= Markus Rupp =

Markus Rupp from the Technical University Vienna, Wien, Austria was named Fellow of the Institute of Electrical and Electronics Engineers (IEEE) in 2015 for contributions to adaptive filters and communication technologies. He received the Dipl.-
Ing. degree from the University of Saarbrücken,
Germany, in 1988, and the Dr.-Ing. degree from
Technische Universität Darmstadt, Germany, in
1993. Until 1995, he had a post-doctoral position
with the University of California at Santa Barbara,
Santa Barbara, where he worked with Sanjit Mitra and Ali Sayed on robust learning algorithms. From 1995 to 2001, he was a Member of the Technical Staff of the Wireless Technology
Research Department, Bell-Laboratories at Crawford
Hill, Holmdel, NJ, USA, where he worked on multiple antenna systems. During his Bell-labs time, he spent one and a half years at Nieuwegein in the Netherlands working on the first WLAN systems. He was an Associate Editor of IEEE
TRANSACTIONS ON SIGNAL PROCESSING from 2002 to 2005. He served as General Technical Chair for the IEEE International Conference on Acoustics, Speech, and Signal Processing (ICASSP) in 2020 and 2026.
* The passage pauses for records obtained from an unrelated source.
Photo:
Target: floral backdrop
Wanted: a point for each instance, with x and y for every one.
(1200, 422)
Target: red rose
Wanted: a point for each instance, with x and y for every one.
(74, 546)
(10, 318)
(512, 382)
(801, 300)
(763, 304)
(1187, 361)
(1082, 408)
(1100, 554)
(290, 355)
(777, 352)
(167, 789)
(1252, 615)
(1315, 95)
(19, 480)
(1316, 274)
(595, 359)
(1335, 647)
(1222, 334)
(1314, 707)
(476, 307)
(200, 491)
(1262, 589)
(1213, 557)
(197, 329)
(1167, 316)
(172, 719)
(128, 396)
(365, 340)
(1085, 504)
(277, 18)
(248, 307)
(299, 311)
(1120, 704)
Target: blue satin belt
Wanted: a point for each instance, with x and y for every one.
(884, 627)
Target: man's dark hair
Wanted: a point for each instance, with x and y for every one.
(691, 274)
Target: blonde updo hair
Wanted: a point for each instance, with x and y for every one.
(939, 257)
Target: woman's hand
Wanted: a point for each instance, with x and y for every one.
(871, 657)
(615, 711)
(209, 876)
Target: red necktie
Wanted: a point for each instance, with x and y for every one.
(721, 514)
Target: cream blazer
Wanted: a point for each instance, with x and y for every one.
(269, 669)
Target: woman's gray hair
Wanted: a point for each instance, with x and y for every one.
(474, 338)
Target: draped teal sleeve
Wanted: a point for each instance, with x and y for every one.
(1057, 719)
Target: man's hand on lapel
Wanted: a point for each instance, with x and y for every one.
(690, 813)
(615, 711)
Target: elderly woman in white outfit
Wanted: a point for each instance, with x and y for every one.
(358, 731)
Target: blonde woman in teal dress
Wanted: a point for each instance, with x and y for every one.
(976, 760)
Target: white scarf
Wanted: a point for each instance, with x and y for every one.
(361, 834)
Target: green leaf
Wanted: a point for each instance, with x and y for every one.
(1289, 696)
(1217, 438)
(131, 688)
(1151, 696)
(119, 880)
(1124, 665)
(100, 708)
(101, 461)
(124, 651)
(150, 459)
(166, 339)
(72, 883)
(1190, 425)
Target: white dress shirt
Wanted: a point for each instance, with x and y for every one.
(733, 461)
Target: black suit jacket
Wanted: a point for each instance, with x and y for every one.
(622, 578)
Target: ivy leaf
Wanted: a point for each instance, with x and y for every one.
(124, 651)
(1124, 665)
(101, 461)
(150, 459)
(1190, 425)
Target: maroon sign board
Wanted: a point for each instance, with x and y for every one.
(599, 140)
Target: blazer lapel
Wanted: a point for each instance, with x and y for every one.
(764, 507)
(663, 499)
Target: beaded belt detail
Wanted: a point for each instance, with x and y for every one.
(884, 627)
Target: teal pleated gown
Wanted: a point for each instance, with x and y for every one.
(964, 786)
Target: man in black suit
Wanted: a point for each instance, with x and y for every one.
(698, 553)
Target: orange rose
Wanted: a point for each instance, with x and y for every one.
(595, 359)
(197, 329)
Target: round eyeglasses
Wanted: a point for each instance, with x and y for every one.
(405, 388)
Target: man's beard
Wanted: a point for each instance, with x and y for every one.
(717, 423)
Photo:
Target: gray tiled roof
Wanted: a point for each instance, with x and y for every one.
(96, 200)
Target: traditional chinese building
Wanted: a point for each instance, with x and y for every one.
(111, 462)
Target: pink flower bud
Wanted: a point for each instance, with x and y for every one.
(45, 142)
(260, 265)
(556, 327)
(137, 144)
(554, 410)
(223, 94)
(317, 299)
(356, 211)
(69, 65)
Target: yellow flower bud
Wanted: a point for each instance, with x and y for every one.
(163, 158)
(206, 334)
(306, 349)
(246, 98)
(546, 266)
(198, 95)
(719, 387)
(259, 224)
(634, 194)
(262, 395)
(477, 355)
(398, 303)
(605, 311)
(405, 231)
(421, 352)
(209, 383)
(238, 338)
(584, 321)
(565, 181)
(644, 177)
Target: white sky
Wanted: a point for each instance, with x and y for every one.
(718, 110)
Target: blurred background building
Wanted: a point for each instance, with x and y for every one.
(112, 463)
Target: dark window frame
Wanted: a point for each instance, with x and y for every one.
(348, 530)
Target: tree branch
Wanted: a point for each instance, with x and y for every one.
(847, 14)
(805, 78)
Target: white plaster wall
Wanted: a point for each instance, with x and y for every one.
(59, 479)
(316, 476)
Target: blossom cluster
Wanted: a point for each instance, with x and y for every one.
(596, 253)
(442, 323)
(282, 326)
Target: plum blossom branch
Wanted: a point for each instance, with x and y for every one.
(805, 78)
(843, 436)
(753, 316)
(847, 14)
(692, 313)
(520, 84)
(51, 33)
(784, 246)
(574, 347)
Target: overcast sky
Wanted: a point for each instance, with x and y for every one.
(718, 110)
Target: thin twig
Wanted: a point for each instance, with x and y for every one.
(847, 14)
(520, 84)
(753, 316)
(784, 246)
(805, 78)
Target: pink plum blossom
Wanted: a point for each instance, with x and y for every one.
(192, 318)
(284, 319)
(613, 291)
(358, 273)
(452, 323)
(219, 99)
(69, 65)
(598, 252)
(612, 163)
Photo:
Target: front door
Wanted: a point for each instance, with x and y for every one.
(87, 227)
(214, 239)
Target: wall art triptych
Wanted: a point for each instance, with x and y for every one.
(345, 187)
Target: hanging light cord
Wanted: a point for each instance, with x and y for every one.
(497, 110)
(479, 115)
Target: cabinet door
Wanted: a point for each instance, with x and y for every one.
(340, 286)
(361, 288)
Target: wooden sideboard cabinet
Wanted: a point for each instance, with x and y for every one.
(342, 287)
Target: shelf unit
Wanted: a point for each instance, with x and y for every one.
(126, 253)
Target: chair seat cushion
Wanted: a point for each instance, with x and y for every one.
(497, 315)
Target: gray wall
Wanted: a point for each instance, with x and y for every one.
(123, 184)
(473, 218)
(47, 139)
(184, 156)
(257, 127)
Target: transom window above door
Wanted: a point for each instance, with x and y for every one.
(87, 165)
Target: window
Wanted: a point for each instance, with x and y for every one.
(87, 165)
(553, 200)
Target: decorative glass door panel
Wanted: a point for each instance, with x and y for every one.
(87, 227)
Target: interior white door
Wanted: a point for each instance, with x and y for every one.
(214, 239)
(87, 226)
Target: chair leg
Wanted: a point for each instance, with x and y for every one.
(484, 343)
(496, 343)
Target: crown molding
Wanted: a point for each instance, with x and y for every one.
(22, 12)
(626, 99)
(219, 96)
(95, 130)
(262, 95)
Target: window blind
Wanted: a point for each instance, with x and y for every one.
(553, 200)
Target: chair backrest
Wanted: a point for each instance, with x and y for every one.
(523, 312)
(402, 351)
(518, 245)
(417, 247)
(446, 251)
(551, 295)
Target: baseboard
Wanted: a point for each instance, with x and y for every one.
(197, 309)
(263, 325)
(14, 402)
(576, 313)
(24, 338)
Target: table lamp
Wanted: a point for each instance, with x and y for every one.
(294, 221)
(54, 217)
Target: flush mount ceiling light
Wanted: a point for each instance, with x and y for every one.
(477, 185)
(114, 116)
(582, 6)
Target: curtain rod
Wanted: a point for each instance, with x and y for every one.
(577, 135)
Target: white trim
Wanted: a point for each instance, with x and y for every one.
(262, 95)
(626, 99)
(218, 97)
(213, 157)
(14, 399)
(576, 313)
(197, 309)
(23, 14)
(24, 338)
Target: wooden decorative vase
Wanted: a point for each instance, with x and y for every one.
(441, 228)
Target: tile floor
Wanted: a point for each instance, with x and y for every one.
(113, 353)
From 2004 to 2012, he was a member of the BoD of EURASP, the European Society for Signal Processing, serving as president from 2011-2012.
Since October 2001, he has
been a Full Professor of digital signal processing
in mobile communications at Technische Universität Wien, Austria, where he founded the Christian-Doppler Laboratory for Design Methodology of Signal Processing Algorithms in 2002. He served as department head and dean of faculty until 2019.